До сих пор лицо «О» ускользало из моей памяти, когда я просыпался. Больше такого не будет.
«О» – уже не то мистическое создание, каким было, – теперь я узнал, что она создана «шкатулкой» Марии, «Ущербным блаженством». Если «шкатулка» Марии и есть причина моей амнезии, то «Пустая шкатулка» позволит мне противостоять ей.
Да! Сосредоточиться на ней!
…На «О»Ае Отонаси.
Она мой враг.
– ……
Все в порядке.
Как только я зафиксировал для себя, что она мой враг, мои мысли пришли в норму. Я чувствую повсюду запах ароматизатора. Мятный аромат – мощное напоминание о моих целях.
Вернуть Марию.
Сделать ее частью своей повседневной жизни.
Встретиться с нулевой Марией – девушкой, еще не знающей про «шкатулки».
Ради этих целей я пойду на что угодно. Я уже принес в жертву одного из своих друзей. Если мне придется убить всех до единого людей в целом мире – я сделаю это, и глазом не моргнув. Без всяких преувеличений, я серьезно.
Я делаю глубокий вдох и сердито смотрю на «О».
– Ты готов? – спрашивает она со своей таинственной и слишком совершенной улыбкой. – Попрощаться с этим миром?

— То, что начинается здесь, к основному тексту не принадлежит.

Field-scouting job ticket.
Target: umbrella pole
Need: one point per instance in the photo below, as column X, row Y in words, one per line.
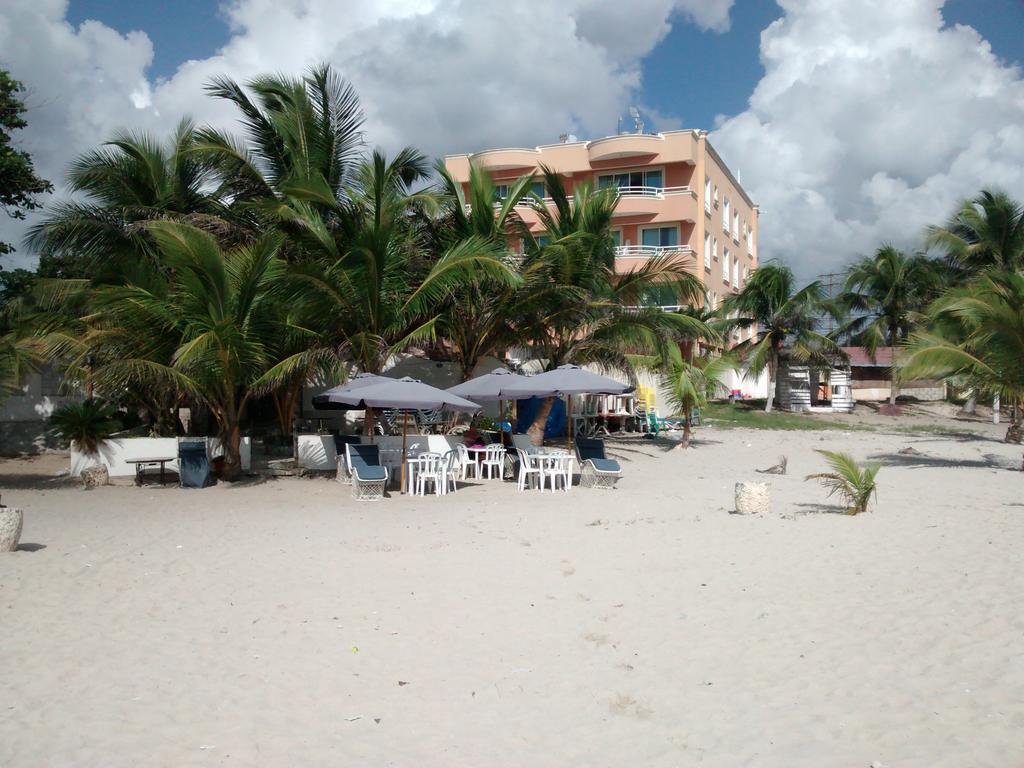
column 568, row 422
column 404, row 427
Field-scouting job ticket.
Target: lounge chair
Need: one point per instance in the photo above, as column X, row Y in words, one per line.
column 369, row 477
column 596, row 470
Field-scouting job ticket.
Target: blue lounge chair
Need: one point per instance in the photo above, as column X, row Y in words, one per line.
column 596, row 470
column 369, row 477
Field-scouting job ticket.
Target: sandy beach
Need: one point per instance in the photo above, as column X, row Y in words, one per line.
column 280, row 623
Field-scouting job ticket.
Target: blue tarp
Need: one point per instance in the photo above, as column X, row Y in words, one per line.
column 526, row 410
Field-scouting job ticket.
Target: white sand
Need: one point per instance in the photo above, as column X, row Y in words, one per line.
column 272, row 625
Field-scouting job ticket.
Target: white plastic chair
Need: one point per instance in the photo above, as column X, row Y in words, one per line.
column 494, row 461
column 527, row 468
column 428, row 470
column 449, row 471
column 558, row 468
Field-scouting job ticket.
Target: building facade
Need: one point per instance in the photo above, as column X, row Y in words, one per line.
column 676, row 196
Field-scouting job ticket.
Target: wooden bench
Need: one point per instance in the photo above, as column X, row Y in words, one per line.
column 141, row 464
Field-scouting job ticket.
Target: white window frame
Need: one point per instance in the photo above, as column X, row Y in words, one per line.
column 679, row 235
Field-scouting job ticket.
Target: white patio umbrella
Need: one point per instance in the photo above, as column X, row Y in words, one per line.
column 487, row 387
column 404, row 394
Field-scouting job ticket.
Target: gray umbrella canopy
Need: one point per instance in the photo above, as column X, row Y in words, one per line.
column 327, row 399
column 564, row 380
column 406, row 393
column 488, row 386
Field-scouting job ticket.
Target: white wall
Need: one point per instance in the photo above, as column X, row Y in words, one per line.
column 317, row 452
column 441, row 375
column 115, row 454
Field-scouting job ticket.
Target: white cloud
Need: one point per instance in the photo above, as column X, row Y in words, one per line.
column 871, row 121
column 443, row 75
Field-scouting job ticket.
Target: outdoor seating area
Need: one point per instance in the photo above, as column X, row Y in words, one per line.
column 423, row 464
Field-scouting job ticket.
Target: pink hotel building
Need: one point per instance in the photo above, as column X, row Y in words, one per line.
column 675, row 196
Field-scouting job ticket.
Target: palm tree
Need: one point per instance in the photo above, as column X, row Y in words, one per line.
column 689, row 383
column 476, row 318
column 576, row 307
column 978, row 332
column 983, row 232
column 886, row 294
column 214, row 328
column 129, row 181
column 785, row 320
column 303, row 143
column 372, row 291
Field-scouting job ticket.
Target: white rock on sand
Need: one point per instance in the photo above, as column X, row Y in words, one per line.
column 284, row 624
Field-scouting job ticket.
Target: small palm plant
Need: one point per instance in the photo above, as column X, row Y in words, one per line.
column 88, row 423
column 847, row 479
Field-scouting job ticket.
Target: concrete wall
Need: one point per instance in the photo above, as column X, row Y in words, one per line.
column 115, row 454
column 442, row 375
column 24, row 427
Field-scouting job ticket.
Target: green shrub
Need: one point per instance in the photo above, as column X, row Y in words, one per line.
column 88, row 423
column 854, row 484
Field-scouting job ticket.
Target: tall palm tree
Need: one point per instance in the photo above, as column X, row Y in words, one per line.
column 574, row 305
column 984, row 232
column 303, row 143
column 476, row 318
column 130, row 180
column 689, row 383
column 785, row 318
column 886, row 295
column 375, row 289
column 978, row 332
column 211, row 332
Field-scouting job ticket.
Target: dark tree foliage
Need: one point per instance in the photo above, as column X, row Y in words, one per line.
column 18, row 182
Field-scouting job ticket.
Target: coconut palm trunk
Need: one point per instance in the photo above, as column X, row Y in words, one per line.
column 536, row 430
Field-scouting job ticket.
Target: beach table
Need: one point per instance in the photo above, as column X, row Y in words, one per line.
column 141, row 464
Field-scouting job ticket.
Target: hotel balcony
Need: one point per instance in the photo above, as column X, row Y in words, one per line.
column 646, row 201
column 647, row 252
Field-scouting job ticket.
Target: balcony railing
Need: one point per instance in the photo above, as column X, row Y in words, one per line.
column 624, row 252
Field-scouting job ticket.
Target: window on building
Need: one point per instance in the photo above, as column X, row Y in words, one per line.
column 663, row 296
column 636, row 179
column 664, row 237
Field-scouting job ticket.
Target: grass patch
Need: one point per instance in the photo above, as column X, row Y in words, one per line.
column 751, row 415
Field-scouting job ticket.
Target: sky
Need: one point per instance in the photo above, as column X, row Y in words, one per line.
column 853, row 122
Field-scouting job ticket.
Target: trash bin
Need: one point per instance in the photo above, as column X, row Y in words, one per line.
column 194, row 464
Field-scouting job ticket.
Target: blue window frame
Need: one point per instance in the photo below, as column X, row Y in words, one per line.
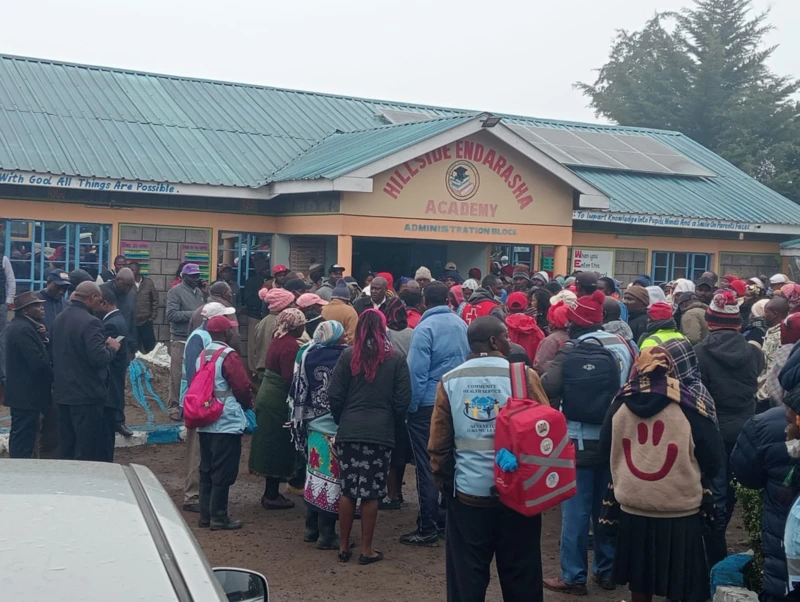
column 37, row 247
column 668, row 266
column 237, row 249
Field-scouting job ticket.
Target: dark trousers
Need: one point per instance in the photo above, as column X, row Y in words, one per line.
column 146, row 337
column 24, row 429
column 105, row 448
column 219, row 458
column 475, row 535
column 80, row 432
column 419, row 431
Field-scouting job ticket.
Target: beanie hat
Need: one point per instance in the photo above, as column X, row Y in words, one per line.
column 723, row 312
column 639, row 293
column 740, row 286
column 660, row 311
column 517, row 301
column 588, row 310
column 340, row 291
column 557, row 315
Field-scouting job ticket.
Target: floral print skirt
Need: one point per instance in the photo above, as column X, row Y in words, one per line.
column 363, row 469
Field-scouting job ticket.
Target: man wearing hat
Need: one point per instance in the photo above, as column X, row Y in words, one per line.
column 729, row 367
column 182, row 300
column 30, row 374
column 196, row 343
column 335, row 273
column 53, row 296
column 342, row 311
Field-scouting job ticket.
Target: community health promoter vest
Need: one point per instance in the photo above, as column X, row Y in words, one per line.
column 477, row 390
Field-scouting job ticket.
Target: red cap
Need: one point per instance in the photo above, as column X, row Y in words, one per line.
column 517, row 301
column 660, row 311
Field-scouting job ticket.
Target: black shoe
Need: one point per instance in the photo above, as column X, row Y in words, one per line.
column 328, row 540
column 219, row 511
column 124, row 431
column 605, row 582
column 415, row 538
column 312, row 526
column 205, row 506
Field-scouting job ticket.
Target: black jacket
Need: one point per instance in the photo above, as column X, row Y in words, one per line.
column 638, row 320
column 80, row 357
column 760, row 461
column 114, row 325
column 362, row 304
column 29, row 374
column 126, row 303
column 729, row 367
column 367, row 412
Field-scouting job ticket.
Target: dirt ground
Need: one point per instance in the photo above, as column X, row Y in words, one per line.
column 271, row 543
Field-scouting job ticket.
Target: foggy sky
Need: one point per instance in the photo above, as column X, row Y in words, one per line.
column 511, row 56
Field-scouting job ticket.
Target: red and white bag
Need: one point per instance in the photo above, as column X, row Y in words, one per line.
column 537, row 436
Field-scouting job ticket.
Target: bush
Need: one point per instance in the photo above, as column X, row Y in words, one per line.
column 750, row 501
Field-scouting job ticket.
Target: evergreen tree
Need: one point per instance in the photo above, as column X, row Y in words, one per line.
column 703, row 72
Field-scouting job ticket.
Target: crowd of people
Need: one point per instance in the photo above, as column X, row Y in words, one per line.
column 670, row 393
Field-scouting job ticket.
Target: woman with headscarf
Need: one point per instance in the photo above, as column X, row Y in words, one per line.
column 369, row 394
column 277, row 299
column 272, row 453
column 661, row 438
column 313, row 430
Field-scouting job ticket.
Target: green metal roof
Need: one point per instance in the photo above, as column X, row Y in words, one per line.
column 344, row 152
column 79, row 120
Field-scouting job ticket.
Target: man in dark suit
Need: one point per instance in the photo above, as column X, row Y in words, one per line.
column 29, row 374
column 377, row 296
column 115, row 327
column 81, row 357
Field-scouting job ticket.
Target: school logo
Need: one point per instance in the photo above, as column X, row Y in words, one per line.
column 462, row 180
column 482, row 408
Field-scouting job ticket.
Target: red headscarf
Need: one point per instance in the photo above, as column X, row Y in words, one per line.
column 389, row 279
column 371, row 347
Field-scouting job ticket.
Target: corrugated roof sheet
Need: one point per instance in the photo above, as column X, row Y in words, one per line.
column 89, row 121
column 344, row 152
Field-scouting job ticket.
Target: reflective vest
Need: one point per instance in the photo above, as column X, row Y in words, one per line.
column 232, row 421
column 477, row 389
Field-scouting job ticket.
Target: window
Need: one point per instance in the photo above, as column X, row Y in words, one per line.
column 670, row 266
column 238, row 249
column 35, row 248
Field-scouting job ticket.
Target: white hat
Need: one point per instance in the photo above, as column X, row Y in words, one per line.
column 213, row 309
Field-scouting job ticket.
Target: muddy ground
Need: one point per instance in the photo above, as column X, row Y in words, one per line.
column 271, row 543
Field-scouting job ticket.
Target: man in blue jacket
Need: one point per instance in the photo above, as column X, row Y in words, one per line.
column 439, row 344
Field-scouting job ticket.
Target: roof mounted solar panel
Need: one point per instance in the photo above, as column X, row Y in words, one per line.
column 397, row 116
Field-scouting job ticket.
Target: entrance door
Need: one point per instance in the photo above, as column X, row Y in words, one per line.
column 400, row 258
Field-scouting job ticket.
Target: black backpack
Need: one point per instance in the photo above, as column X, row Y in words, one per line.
column 590, row 375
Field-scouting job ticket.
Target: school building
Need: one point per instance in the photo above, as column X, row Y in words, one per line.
column 96, row 161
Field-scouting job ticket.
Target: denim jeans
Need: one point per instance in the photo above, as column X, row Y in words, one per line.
column 419, row 431
column 576, row 514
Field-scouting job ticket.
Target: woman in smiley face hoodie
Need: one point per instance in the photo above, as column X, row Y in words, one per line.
column 661, row 436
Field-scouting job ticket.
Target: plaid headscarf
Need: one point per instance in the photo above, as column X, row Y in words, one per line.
column 688, row 373
column 289, row 320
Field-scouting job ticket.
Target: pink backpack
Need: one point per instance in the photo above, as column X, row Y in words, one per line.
column 200, row 407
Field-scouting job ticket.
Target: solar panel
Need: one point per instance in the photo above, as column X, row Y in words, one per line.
column 642, row 154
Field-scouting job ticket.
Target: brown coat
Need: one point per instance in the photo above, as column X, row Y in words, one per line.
column 342, row 312
column 442, row 444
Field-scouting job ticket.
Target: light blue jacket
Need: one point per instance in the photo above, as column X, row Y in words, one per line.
column 232, row 421
column 438, row 345
column 477, row 389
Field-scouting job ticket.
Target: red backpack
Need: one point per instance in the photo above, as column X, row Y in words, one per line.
column 200, row 407
column 537, row 436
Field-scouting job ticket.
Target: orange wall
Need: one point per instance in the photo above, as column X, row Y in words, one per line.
column 663, row 243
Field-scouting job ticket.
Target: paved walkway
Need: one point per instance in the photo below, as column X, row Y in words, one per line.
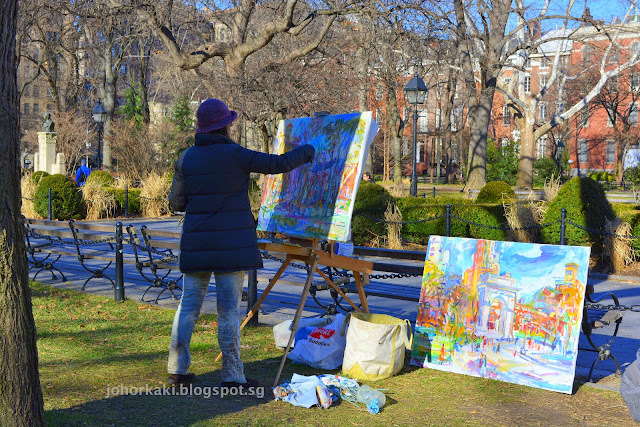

Я изо всех сил хмурю лицо и отвечаю:
– Нет, с чего бы мне это?
Конечно, «шкатулки» ввергли в хаос мое самое ценное сокровище – мою повседневную жизнь.
Юри Янаги – беспрерывно страдает под тяжестью вины за совершенное ей убийство в «Игре бездельников».
Ироха Синдо – ее характер, а также вера в фальшивое чудо, внушенная ей «шкатулкой», разрушены.
Кодай Камиути – убит.
Рюу Миядзаки – убил своих родителей и отправился в тюрьму.
Рико Асами – пропала.
Касуми Моги – никогда больше не пойдет собственными ногами.
Коконе Кирино – получила тяжелые физические и душевные раны, от которых сломалась.
Харуаки Усуй – потерял всех друзей, включая меня.
Дайя Омине – вряд ли когда-нибудь вернется.
И я, Кадзуки Хосино –
Я смотрю на свою правую руку. На до сих пор не зажившую рану, которую нанес себе сам. Эта рана напоминает мне, что я грешник и безумец, прошедший точку невозврата.
– Но… – бормочу я себе под нос, сжимая правый кулак. И где-то внутри меня вспухает бесконечная энергия.
Да. Я не откажусь от идеи изменить этот мир, каким бы безнадежным ни было мое положение.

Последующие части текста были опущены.